Authors: KOSTRZEWSKI, M - UNIV OF ARIZONA TUCSON AZ; WALLER, P - UNIV OF ARIZONA TUCSON AZ; GUERTIN, P - UNIV OF ARIZONA TUCSON AZ; HABERLAND, J - UNIV OF ARIZONA TUCSON AZ; COLAIZZI, P - UNIV OF ARIZONA TUCSON AZ; BARNES, EDWARD; THOMPSON, T - UNIV OF ARIZONA TUCSON AZ; CLARKE, THOMAS; RILEY, E - UNIV OF ARIZONA TUCSON AZ; CHOI, C - UNIV OF ARIZONA TUCSON AZ

Submitted to: Transactions of the ASAE
Publication Type: Peer Reviewed Journal
Publication Acceptance Date: 1/15/2003
Publication Date: 1/15/2003
Citation: KOSTRZEWSKI, M., WALLER, P., GUERTIN, P., HABERLAND, J., COLAIZZI, P., BARNES, E.M., THOMPSON, T., CLARKE, T.R., RILEY, E., CHOI, C. 2003. GROUND-BASED REMOTE SENSING OF WATER AND NITROGEN STRESS. TRANSACTIONS OF THE AMERICAN SOCIETY OF AGRICULTURAL ENGINEERS. 46(1):29-38.

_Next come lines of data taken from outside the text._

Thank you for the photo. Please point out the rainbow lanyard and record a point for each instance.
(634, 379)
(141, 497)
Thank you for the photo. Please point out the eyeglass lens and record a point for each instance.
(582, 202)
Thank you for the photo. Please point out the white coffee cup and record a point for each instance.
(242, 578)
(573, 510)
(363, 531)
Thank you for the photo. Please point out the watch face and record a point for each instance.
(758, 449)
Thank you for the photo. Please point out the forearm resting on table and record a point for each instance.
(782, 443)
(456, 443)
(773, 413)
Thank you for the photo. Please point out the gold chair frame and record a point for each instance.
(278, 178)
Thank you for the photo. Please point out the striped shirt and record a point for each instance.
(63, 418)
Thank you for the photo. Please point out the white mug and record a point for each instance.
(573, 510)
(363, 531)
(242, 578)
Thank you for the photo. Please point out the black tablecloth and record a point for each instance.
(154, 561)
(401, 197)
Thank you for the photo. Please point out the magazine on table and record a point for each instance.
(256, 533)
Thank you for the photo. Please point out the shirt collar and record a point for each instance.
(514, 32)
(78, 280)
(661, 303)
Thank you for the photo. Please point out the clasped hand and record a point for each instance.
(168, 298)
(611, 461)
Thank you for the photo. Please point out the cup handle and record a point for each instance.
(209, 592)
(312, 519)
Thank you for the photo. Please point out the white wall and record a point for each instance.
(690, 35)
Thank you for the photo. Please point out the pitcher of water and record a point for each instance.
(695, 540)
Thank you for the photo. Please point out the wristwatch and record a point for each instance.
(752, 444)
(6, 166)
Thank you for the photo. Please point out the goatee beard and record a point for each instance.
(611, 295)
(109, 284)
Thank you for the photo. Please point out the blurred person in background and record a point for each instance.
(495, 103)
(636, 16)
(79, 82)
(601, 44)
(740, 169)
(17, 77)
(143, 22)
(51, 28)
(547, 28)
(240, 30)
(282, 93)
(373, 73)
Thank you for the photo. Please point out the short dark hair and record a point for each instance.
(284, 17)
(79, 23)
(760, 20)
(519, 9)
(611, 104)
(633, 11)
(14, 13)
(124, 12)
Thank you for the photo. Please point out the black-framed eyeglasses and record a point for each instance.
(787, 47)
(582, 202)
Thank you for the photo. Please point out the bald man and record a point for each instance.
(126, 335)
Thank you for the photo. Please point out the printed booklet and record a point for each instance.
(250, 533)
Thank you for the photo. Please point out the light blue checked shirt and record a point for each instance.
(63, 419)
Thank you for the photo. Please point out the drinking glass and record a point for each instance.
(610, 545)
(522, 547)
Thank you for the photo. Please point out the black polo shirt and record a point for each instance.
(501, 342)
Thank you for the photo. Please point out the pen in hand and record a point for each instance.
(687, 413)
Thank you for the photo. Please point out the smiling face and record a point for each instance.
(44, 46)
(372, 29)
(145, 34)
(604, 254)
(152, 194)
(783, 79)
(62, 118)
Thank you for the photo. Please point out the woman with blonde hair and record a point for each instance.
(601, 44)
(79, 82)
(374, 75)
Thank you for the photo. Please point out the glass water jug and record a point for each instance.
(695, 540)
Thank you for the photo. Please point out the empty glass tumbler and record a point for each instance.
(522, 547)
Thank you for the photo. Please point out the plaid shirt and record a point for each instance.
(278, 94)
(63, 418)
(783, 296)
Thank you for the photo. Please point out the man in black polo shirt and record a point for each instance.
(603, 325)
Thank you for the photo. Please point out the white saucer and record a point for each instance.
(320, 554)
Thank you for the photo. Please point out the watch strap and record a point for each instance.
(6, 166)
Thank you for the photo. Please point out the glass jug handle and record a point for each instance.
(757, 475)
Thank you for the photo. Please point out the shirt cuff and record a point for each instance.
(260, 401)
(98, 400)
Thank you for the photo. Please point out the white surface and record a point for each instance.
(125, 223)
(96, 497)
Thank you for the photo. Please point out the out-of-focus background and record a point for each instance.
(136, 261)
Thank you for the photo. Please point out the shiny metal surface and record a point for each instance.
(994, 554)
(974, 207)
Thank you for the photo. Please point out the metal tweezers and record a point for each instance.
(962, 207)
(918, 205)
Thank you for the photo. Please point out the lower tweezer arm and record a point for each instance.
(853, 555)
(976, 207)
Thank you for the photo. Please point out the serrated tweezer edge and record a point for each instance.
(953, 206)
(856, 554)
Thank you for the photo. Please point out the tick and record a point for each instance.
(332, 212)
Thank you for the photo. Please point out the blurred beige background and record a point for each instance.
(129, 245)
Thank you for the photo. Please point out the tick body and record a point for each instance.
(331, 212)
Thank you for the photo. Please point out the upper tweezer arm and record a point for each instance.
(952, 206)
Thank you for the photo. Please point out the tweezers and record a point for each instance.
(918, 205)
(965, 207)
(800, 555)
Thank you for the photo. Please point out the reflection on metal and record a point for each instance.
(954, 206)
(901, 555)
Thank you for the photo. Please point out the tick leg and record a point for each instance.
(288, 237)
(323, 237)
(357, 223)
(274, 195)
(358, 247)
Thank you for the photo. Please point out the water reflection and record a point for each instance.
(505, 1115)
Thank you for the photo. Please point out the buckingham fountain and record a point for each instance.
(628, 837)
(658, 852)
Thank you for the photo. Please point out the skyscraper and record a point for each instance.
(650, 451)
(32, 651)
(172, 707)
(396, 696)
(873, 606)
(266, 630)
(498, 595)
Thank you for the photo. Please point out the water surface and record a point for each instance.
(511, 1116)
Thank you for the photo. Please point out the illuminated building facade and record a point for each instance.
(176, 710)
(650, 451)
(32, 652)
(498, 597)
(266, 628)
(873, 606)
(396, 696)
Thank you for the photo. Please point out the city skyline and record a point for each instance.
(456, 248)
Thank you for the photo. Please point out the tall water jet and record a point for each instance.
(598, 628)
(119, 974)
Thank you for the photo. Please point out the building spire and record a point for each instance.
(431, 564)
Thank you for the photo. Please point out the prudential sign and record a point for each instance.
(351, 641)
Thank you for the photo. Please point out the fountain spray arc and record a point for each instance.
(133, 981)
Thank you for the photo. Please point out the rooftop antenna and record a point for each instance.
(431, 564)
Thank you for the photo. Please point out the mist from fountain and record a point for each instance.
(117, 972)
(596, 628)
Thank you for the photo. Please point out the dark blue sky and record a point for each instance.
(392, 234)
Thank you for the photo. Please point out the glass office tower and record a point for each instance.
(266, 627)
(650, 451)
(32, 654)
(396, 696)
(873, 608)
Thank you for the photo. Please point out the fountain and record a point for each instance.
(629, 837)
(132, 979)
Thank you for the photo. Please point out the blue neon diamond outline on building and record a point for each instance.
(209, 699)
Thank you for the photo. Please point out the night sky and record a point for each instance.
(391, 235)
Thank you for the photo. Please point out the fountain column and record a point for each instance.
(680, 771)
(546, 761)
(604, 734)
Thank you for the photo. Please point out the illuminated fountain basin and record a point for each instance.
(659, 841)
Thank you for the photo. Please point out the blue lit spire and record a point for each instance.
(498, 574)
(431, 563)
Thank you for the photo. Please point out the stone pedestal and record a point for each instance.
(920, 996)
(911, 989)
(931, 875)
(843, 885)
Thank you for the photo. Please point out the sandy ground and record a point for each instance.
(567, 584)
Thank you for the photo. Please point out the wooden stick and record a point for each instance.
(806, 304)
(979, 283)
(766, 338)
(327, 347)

Interpretive Summary: The increased use of new tools to precisely control the amount and location of agricultural inputs has created a need to map crop conditions with more detail than in the past. Some of the information required by farmers to make management decisions can be derived from remotely-sensed data, and these data are typically more cost effective than destructive soil and plant sampling. The cost and processing time for remotely-sensed data decreases as spatial resolution increases; therefore, finding the minimal spatial resolution required for different management objectives is important. This study was conducted to investigate the effect of spatial resolution on the ability to detect water and nitrogen stress in a cotton crop with a ground-based sensor. The results of this study indicated that it was possible to map crop nitrogen status at a spatial resolution of 10-m without loss of information at this particular study site. The spatial resolution for water stress detection appeared to be finer; however, all of the variations due to changes in weather conditions during data acquisition were not accounted for and further study is needed. The results of this study will help equipment and satellite companies developing sensor systems with information on what spatial resolution is needed for agricultural management. The findings also will be of use to other scientists investigating spatial variability in crop production and input requirements.

Technical Abstract: A ground-based remote sensing system (AgIIS, Agricultural Irrigation Imaging System) was attached to a linear move irrigation system. The system was used to develop images of a 1-hectare field at 1x1 meter resolution. A 2x2 Latin square water and nitrogen experiment with four replicates was conducted on cotton in order to test the ability of the remote-sensing system to separate water and nitrogen stress using the coefficient of variation for water and nitrogen stress indices. Treatments included optimal and low nitrogen with optimal and low water. Field images were collected over the entire 1999 growing season, and four days of field images were selected for the analysis. Nitrogen stress was evaluated from a canopy chlorophyll content index while water stress was evaluated from the difference between canopy and air temperature. Images of the plots were constructed based on the 1x1 m data in order to evaluate the spatial scale required to detect early onset of water and nitrogen stress based on coefficient of variation of the indices.